Storming of US Capitol marks an extreme for a norm-busting presidency

Storming of US Capitol marks an extreme for a norm-busting presidency


From the unrest of the Depression-era Bonus Army to the upheaval of the Vietnam protests and the exploits of armed extremists — historians struggled to identify any previous event in Washington DC’s past to match the magnitude and severity of the pro-Trump mob that over-ran the US capitol on Wednesday.

“Storming the Capitol on the direction of the president is something we have not seen before. There isn’t a historical precedent,” said Nicole Hemmer, a presidential scholar at Columbia University.

“It’s almost beyond belief,” Joanne Freeman, a Yale historian who has written about political violence in the revolutionary era, told WZON radio. 

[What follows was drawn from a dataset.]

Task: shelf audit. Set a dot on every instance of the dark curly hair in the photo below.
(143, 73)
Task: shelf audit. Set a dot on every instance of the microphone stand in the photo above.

Much about the Trump presidency has defied historical precedent, from retaining ownership of a multinational corporation while in the White House to his attempts to politicise the military.

But even by the standards of his norm-busting tenure, Mr Trump’s stoking of an angry protest and the subsequent taking of the Capitol by those same rioters left historians stunned.

Fredrik Logevall, a Harvard professor and expert on the Vietnam-era upheaval, called the scenes “astonishing” and unprecedented in the nation’s capital since the British burnt the White House in 1814. That violence, he noted, was unleashed by a foreign military — not US citizens.

“Nothing during the anti-Vietnam war protests in Washington resembled this. Some of the confrontations over the war got raucous, and there were tense moments and skirmishing,” Prof Logevall wrote in an email. “The scenes we’re seeing today are of a wholly different order.”

Many were emotional as they watched the scenes of mayhem and vandalism in the seat of American democracy unfolding on television and social media. An official at the US Capitol Historical Society sobbed on the telephone. 

“In a just world, President Trump would be removed from office immediately for sedition and rebuked by history for betraying the very constitution he swore to defend,” said Jeffrey Engel, the director of the centre for presidential history at Southern Methodist University. 

Prof Engel added that he had been receiving texts throughout the day from fellow researchers around the world who were as shocked as he was. “Each of them has said in their own way: ‘I can’t believe this is happening in the United States’.”

Washington has always been a locus of protest — and sometimes violence. At times that violence has entered the Capitol itself. 

In 1856, amid the build-up to the Civil War, Senator Charles Sumner, an anti-slavery Republican, was beaten unconscious with a cane by a South Carolina member of the House of Representatives, Preston Brooks. For many, the event presaged the nation’s descent into war.

In 1954, Puerto Rican nationalists smuggled weapons into the House gallery and opened fire while the body was in session. No one was injured.

In 1971, the Weather Underground terror group set off a bomb in a Senate bathroom in the dead of night to protest the US bombing in Laos. Again, no one was injured.

More often, America’s capital has been roiled by mass protests. In 1932, tens of thousands of members of the so-called Bonus Army — veterans of the first world war and their families, who were left destitute by the Depression — encamped in the city. As Prof Engel observed, they were not seeking to overthrow the government or interrupt its functioning but petitioning for early payment of their military wages. General Douglas MacArthur led a military force that drove them from their shelters.

Vietnam-era protests were often large. The Moratorium March in November 1969 drew an estimated 500,000 protesters. Some 40,000 police and soldiers were deployed to protect a nervous city, although the protest ended up being mostly peaceful. In May 1970, the entire DC police force was mobilised and a ring of buses was set up around the White House to prevent protesters coming too close.

Legal scholars said the unprecedented nature of Wednesday’s violence made establishing possible legal ramifications for those culpable of provoking the takeover difficult.

“Inciting riot for the purposes of overthrowing the government is sedition, which is criminal,” said one former prosecutor, who asked not to be named. “The president has walked very close, and potentially stepped over the line in terms of what is proper political discourse and what is criminal.”

In every generation there are members of Congress who say things that are “bat-shit crazy”, Prof Engel observed. “The problem is, they are usually only one or two, and they’re not being rallied by the president.”

They have also, until the recent past, not been inflamed and organised by social media, he added.

Just as they struggled to fit Wednesday’s events into an American historical context, scholars were also at pains to judge what its legacy might be. Still, Prof Hemmer drew one damning conclusion.

“This cannot be categorised as a peaceful transfer of power,” she said.